Cover your coughs and sneezes
Cover your mouth and nose with a tissue when you cough or sneeze, or you can cough or sneeze into your sleeve. Throw used tissues in a lined trash can, and immediately wash your hands with soap and water for at least 20 seconds.
Wash your hands
Wash your hands often and thoroughly with soap and water for at least 20 seconds. You can use an alcohol-based hand sanitizer if soap and water are not available. Avoid touching your eyes, nose, and mouth with unwashed hands.

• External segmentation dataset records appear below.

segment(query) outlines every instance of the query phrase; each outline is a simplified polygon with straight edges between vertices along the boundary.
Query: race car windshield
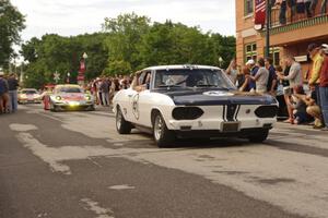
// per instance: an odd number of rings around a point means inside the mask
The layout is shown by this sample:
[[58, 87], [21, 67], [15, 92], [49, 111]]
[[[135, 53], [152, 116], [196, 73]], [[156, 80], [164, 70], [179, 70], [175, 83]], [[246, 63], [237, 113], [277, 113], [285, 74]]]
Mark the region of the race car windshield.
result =
[[36, 90], [22, 90], [22, 94], [34, 95], [34, 94], [37, 94], [37, 92]]
[[78, 87], [63, 87], [60, 88], [57, 93], [83, 93], [81, 88]]
[[174, 69], [156, 71], [154, 88], [219, 88], [235, 89], [220, 70]]

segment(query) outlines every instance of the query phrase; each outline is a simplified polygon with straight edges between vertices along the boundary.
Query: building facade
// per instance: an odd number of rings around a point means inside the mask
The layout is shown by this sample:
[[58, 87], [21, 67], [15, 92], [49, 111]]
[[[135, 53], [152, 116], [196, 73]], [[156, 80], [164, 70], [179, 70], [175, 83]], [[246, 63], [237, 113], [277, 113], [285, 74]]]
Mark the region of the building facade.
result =
[[[328, 2], [318, 0], [313, 5], [300, 0], [294, 0], [294, 4], [289, 0], [283, 2], [284, 5], [271, 8], [270, 56], [274, 64], [280, 64], [285, 55], [292, 55], [307, 73], [311, 62], [307, 46], [311, 43], [328, 44]], [[236, 56], [239, 65], [265, 56], [266, 27], [256, 31], [255, 12], [255, 0], [236, 0]]]

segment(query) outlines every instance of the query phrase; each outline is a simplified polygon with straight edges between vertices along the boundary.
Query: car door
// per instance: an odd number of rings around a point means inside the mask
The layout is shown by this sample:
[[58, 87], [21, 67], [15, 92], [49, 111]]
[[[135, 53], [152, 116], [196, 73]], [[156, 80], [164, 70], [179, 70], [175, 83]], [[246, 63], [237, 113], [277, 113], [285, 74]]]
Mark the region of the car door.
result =
[[[145, 75], [147, 75], [147, 71], [143, 71], [140, 76], [139, 76], [139, 81], [138, 84], [143, 85], [145, 82]], [[127, 119], [128, 121], [132, 122], [132, 123], [137, 123], [137, 124], [141, 124], [140, 123], [140, 102], [139, 102], [139, 98], [140, 98], [140, 94], [142, 94], [142, 92], [137, 92], [133, 90], [132, 88], [128, 90], [127, 95], [129, 98], [129, 106], [127, 107]]]
[[152, 72], [145, 71], [142, 85], [147, 86], [147, 89], [139, 93], [137, 97], [137, 107], [138, 107], [138, 123], [143, 126], [151, 126], [151, 109], [152, 109], [152, 93], [150, 88], [152, 87]]

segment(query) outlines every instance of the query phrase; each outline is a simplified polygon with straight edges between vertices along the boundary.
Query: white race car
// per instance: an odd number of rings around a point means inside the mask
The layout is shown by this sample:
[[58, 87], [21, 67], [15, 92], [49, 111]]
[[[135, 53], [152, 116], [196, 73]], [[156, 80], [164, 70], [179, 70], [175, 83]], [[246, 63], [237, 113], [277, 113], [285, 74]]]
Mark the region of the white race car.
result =
[[277, 121], [278, 101], [269, 95], [239, 93], [215, 66], [164, 65], [142, 70], [144, 89], [114, 97], [116, 129], [150, 132], [159, 147], [176, 137], [243, 137], [260, 143]]

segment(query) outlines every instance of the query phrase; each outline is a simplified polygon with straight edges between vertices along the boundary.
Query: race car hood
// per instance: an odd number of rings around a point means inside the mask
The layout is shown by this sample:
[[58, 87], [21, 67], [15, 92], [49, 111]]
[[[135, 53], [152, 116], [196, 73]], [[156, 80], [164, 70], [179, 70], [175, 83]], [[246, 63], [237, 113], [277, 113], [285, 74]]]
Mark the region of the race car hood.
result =
[[277, 100], [269, 95], [225, 90], [176, 90], [160, 92], [171, 97], [177, 106], [214, 105], [271, 105]]
[[61, 93], [55, 96], [60, 96], [62, 100], [75, 100], [75, 101], [84, 100], [84, 94], [81, 93], [69, 93], [69, 94]]

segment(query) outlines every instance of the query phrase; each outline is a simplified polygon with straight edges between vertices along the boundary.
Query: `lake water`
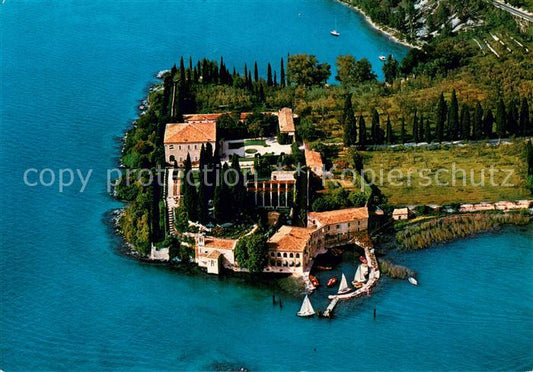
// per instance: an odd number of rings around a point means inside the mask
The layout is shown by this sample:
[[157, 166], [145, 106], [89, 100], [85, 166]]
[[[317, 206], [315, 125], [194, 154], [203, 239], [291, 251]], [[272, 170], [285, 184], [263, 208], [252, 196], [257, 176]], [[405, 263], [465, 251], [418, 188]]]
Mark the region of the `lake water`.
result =
[[[366, 57], [382, 76], [377, 57], [406, 49], [355, 12], [327, 0], [7, 0], [0, 25], [1, 369], [533, 368], [531, 229], [399, 256], [420, 287], [382, 280], [333, 321], [297, 318], [300, 299], [280, 310], [268, 289], [119, 253], [105, 170], [153, 75], [181, 55], [257, 60], [264, 73], [305, 52]], [[85, 192], [76, 181], [60, 193], [25, 186], [29, 168], [93, 173]]]

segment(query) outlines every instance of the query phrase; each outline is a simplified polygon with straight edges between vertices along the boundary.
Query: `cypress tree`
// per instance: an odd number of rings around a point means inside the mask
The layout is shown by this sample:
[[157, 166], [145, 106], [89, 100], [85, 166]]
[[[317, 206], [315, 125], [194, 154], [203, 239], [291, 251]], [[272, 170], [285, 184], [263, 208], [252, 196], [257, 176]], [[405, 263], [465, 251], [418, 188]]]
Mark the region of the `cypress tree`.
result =
[[418, 141], [424, 140], [424, 114], [420, 114], [420, 121], [418, 123]]
[[457, 102], [457, 95], [455, 89], [452, 91], [452, 99], [450, 101], [450, 112], [448, 114], [448, 138], [450, 140], [457, 139], [459, 135], [459, 103]]
[[416, 109], [415, 109], [415, 115], [413, 116], [413, 140], [415, 141], [415, 143], [420, 142], [420, 138], [418, 138], [418, 134], [419, 134], [418, 116], [417, 116]]
[[470, 139], [470, 109], [464, 103], [461, 106], [461, 138]]
[[386, 138], [387, 145], [390, 145], [390, 144], [394, 143], [394, 138], [393, 138], [393, 134], [392, 134], [392, 125], [391, 125], [391, 122], [390, 122], [389, 115], [387, 115], [387, 127], [386, 127], [385, 138]]
[[511, 103], [509, 104], [509, 108], [507, 109], [507, 132], [510, 135], [516, 135], [519, 134], [518, 132], [518, 107], [515, 104], [514, 100], [511, 100]]
[[341, 124], [344, 127], [344, 146], [350, 147], [357, 142], [357, 123], [355, 121], [355, 115], [353, 112], [351, 94], [346, 95]]
[[431, 143], [433, 140], [431, 135], [431, 125], [429, 124], [429, 119], [426, 119], [426, 126], [424, 129], [424, 141], [427, 143]]
[[532, 133], [529, 119], [529, 104], [526, 97], [522, 98], [522, 104], [520, 105], [520, 133], [522, 136]]
[[474, 140], [480, 139], [483, 132], [483, 107], [479, 102], [476, 104], [472, 126], [472, 138]]
[[359, 144], [366, 145], [366, 125], [363, 114], [359, 115]]
[[505, 104], [503, 103], [503, 99], [500, 98], [500, 101], [498, 102], [498, 106], [496, 107], [496, 134], [498, 137], [504, 137], [505, 136]]
[[372, 141], [377, 145], [381, 142], [379, 131], [379, 113], [378, 110], [372, 109], [372, 126], [370, 127], [370, 133], [372, 135]]
[[[184, 178], [181, 182], [181, 193], [183, 196], [183, 205], [187, 211], [189, 220], [196, 221], [198, 217], [198, 210], [196, 208], [196, 202], [198, 200], [196, 195], [196, 186], [194, 185], [194, 178], [192, 176], [192, 162], [190, 154], [187, 154], [185, 160]], [[190, 181], [190, 182], [189, 182]]]
[[400, 130], [400, 142], [405, 143], [405, 119], [402, 116], [402, 129]]
[[487, 114], [483, 119], [483, 134], [485, 138], [492, 137], [492, 126], [494, 124], [494, 116], [492, 115], [492, 110], [487, 110]]
[[279, 72], [279, 85], [281, 85], [282, 88], [285, 87], [285, 67], [283, 67], [283, 58], [281, 59], [281, 69]]
[[444, 100], [444, 94], [440, 94], [439, 102], [437, 104], [437, 110], [435, 113], [435, 122], [437, 123], [437, 141], [442, 142], [444, 139], [444, 123], [446, 122], [446, 112], [448, 108], [446, 101]]

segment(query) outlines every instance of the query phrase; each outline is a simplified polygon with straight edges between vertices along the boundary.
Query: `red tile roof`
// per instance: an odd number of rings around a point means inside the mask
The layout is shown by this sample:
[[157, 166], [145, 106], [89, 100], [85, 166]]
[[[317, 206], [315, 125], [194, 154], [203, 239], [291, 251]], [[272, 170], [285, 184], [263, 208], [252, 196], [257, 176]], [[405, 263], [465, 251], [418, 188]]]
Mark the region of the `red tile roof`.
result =
[[309, 212], [308, 220], [317, 220], [322, 225], [351, 222], [354, 220], [368, 219], [368, 208], [346, 208], [328, 212]]
[[207, 123], [167, 124], [164, 143], [215, 142], [217, 127], [214, 121]]
[[282, 226], [268, 239], [270, 250], [303, 252], [315, 229], [306, 227]]

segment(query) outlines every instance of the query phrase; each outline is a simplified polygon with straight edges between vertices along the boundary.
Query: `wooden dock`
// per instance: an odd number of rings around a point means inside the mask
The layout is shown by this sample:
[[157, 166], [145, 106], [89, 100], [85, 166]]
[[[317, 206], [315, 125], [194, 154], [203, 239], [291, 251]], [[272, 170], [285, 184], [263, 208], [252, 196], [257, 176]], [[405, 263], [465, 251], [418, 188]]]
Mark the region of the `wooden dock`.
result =
[[[357, 244], [357, 242], [355, 242]], [[370, 266], [370, 274], [368, 282], [365, 283], [361, 288], [359, 288], [356, 291], [341, 294], [341, 295], [331, 295], [328, 298], [331, 300], [328, 307], [323, 313], [323, 316], [327, 318], [331, 318], [333, 315], [333, 310], [335, 309], [335, 306], [337, 306], [337, 303], [339, 300], [349, 300], [352, 298], [357, 298], [362, 295], [369, 295], [372, 292], [372, 288], [374, 288], [381, 276], [381, 273], [379, 271], [378, 261], [376, 259], [376, 255], [374, 254], [374, 249], [372, 248], [372, 245], [369, 244], [359, 244], [362, 246], [365, 250], [365, 256], [368, 261], [368, 264]]]

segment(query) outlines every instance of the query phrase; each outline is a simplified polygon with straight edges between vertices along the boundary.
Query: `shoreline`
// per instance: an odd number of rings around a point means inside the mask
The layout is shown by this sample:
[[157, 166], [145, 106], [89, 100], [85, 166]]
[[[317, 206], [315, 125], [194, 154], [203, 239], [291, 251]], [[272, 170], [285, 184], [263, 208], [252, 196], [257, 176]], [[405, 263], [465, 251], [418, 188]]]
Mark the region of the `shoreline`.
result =
[[335, 1], [337, 1], [338, 3], [340, 3], [340, 4], [344, 5], [344, 6], [347, 6], [348, 8], [351, 8], [352, 10], [355, 10], [356, 12], [358, 12], [365, 19], [365, 21], [370, 26], [372, 26], [372, 28], [378, 30], [379, 32], [381, 32], [382, 34], [387, 36], [389, 39], [391, 39], [395, 43], [404, 45], [404, 46], [409, 47], [409, 48], [422, 49], [421, 45], [417, 45], [417, 44], [414, 44], [412, 42], [409, 42], [407, 40], [402, 39], [398, 35], [398, 31], [396, 31], [396, 30], [394, 30], [394, 29], [392, 29], [392, 28], [390, 28], [388, 26], [379, 25], [376, 22], [374, 22], [372, 20], [372, 18], [370, 18], [365, 13], [365, 11], [363, 9], [359, 8], [358, 6], [349, 3], [347, 0], [335, 0]]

Avoid sharing household items
You should not share dishes, drinking glasses, cups, eating utensils, towels, bedding, or other items with other people in your home. After using these items, you should wash them thoroughly with soap and water.
Monitor your symptoms
Get medical care quickly if your illness is getting worse (for example if you are having trouble breathing). Call the healthcare provider ahead of time and tell them that you have, or are being evaluated for, nCoV infection. This will help the healthcare provider’s office take steps to keep other people from getting infected.
Avoid contact with pets and other animals
Do not handle pets or other animals while sick. Although there have not been reports of pets or other animals becoming sick with 2019-nCoV, several types of coronaviruses can cause illness in animals and spread between animals and people. Until we know more, avoid contact with animals and wear a facemask if you must be around animals or care for a pet.
Prevention & Treatment
here is currently no vaccine to prevent nCoV infection. The best way to prevent infection is to avoid being exposed to this virus. However, as a reminder, CDC always recommends everyday preventive actions to help prevent the spread of respiratory viruses, including. Lelp.net would like to quote for everyone to follow:
- Wash your hands often with soap and water for at least 20 seconds, especially after going to the bathroom; before eating; and after blowing your nose, coughing, or sneezing.
- If soap and water are not readily available, use an alcohol-based hand sanitizer with at least 60% alcohol. Always wash hands with soap and water if hands are visibly dirty.
- Avoid touching your eyes, nose, and mouth with unwashed hands.
- Avoid close contact with people who are sick.
- Stay home when you are sick.
- Cover your cough or sneeze with a tissue, then throw the tissue in the trash.
- Clean and disinfect frequently touched objects and surfaces using a regular household cleaning spray or wipe.
There is no specific antiviral treatment recommended for nCoV infection. People infected with nCoV should receive supportive care to help relieve symptoms. For severe cases, treatment should include care to support vital organ functions.
People who think they may have been exposed to nCoV should contact your healthcare provider immediately.